For details on how to connect the service with the Elastic stack, see the service command.
elastic-package stack down
Context: global
elastic-package stack dump
Context: global
elastic-package stack shellinit
Context: global
elastic-package stack status
Context: global
elastic-package stack up
Context: global
Use this command to boot up the stack locally.
By default the latest released version of the stack is spun up but it is possible to specify a different version, including SNAPSHOT versions by appending --version .
Be aware that a common issue while trying to boot up the stack is that your Docker environments settings are too low in terms of memory threshold.
To ęxpose local packages in the Package Registry, build them first and boot up the stack from inside of the Git repository containing the package (e.g. elastic/integrations). They will be copied to the development stack (~/.elastic-package/stack/development) and used to build a custom Docker image of the Package Registry.
For details on how to connect the service with the Elastic stack, see the service command.
elastic-package stack update
Context: global
elastic-package status [package]
Context: package
Use this command to display the current deployment status of a package.
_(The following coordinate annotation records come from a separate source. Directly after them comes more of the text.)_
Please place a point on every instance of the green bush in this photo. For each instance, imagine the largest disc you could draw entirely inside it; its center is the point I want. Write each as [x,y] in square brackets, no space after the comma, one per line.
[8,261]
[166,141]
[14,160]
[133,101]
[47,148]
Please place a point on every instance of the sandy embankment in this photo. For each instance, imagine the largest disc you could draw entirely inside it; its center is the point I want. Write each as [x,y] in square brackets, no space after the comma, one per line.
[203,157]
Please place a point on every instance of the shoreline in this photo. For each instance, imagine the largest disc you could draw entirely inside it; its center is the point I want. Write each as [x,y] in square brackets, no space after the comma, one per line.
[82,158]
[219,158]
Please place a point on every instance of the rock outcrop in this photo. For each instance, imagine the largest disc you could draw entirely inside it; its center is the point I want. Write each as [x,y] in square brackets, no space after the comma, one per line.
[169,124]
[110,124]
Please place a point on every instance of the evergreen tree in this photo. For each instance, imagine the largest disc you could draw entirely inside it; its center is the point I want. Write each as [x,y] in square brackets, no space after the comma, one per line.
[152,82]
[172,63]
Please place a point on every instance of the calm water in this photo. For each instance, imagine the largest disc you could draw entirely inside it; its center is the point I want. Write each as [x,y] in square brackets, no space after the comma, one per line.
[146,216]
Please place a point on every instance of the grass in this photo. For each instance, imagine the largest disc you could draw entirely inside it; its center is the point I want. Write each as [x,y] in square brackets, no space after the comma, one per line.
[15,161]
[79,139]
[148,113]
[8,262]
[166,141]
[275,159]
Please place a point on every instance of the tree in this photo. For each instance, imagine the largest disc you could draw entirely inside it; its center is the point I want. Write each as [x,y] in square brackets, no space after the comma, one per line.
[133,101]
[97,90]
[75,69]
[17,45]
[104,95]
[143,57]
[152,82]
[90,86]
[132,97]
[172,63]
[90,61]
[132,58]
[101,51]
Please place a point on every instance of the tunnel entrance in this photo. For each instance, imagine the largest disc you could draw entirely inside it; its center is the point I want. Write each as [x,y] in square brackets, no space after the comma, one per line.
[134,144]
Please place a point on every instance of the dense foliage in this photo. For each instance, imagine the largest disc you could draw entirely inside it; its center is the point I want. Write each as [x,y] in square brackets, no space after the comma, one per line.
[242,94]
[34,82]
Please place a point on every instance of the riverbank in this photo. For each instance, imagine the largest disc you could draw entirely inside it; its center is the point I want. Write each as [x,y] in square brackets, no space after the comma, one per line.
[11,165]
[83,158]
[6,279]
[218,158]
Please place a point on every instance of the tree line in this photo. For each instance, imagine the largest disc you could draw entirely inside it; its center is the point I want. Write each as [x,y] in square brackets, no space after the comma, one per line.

If a package name is specified, then information about that package is returned, otherwise this command checks if the current directory is a package directory and reports its status.
elastic-package test
Context: package
Use this command to run tests on a package. Currently, the following types of tests are available:
Asset Loading Tests
These tests ensure that all the Elasticsearch and Kibana assets defined by your package get loaded up as expected.
For details on how to run asset loading tests for a package, see the HOWTO guide.
Pipeline Tests
These tests allow you to exercise any Ingest Node Pipelines defined by your packages.
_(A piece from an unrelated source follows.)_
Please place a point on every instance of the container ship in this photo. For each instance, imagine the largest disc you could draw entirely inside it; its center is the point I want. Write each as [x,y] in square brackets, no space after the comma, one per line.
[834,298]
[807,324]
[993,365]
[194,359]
For details on how to configure pipeline test for a package, review the HOWTO guide.
Static Tests
These tests allow you to verify if all static resources of the package are valid, e.g. if all fields of the sample_event.json are documented.
For details on how to run static tests for a package, see the HOWTO guide.
System Tests
These tests allow you to test a package's ability to ingest data end-to-end.
For details on how to configure amd run system tests, review the HOWTO guide.
elastic-package test asset
Context: package
Run asset loading tests for the package.
elastic-package test pipeline
Context: package
Run pipeline tests for the package.
elastic-package test static
Context: package
Run static files tests for the package.
elastic-package test system
Context: package
Run system tests for the package.
elastic-package uninstall
Context: package
Use this command to uninstall the package in Kibana.
The command uses Kibana API to uninstall the package in Kibana. The package must be exposed via the Package Registry.
elastic-package version
Context: global
Use this command to print the version of elastic-package that you have installed. This is especially useful when reporting bugs.
Development
Even though the project is "go-gettable", there is the Makefile
present, which can be used to build, format or vendor
source code:
make build
- build the tool source
make format
- format the Go code
make install
- build the tool source and move binary to $GOBIN
make vendor
- vendor code of dependencies
make check
- one-liner, used by CI to verify if source code is ready to be pushed to the repository
Release process
This project uses GoReleaser to release a new version of the application (semver). Release publishing is automatically managed by the Jenkins CI (Jenkinsfile) and it's triggered by Git tags. Release artifacts are available in the Releases section.
Steps to create a new release
- Fetch latest main from upstream (remember to rebase the branch):
git fetch upstream
git rebase upstream/main
- Create Git tag with release candidate:
git tag v0.15.0 # let's release v0.15.0!
- Push new tag to the upstream.
git push upstream v0.15.0
The CI will run a new job for the just pushed tag and publish released artifacts. Please expect an automated follow-up PR in the Integrations repository to bump up the version (sample PR).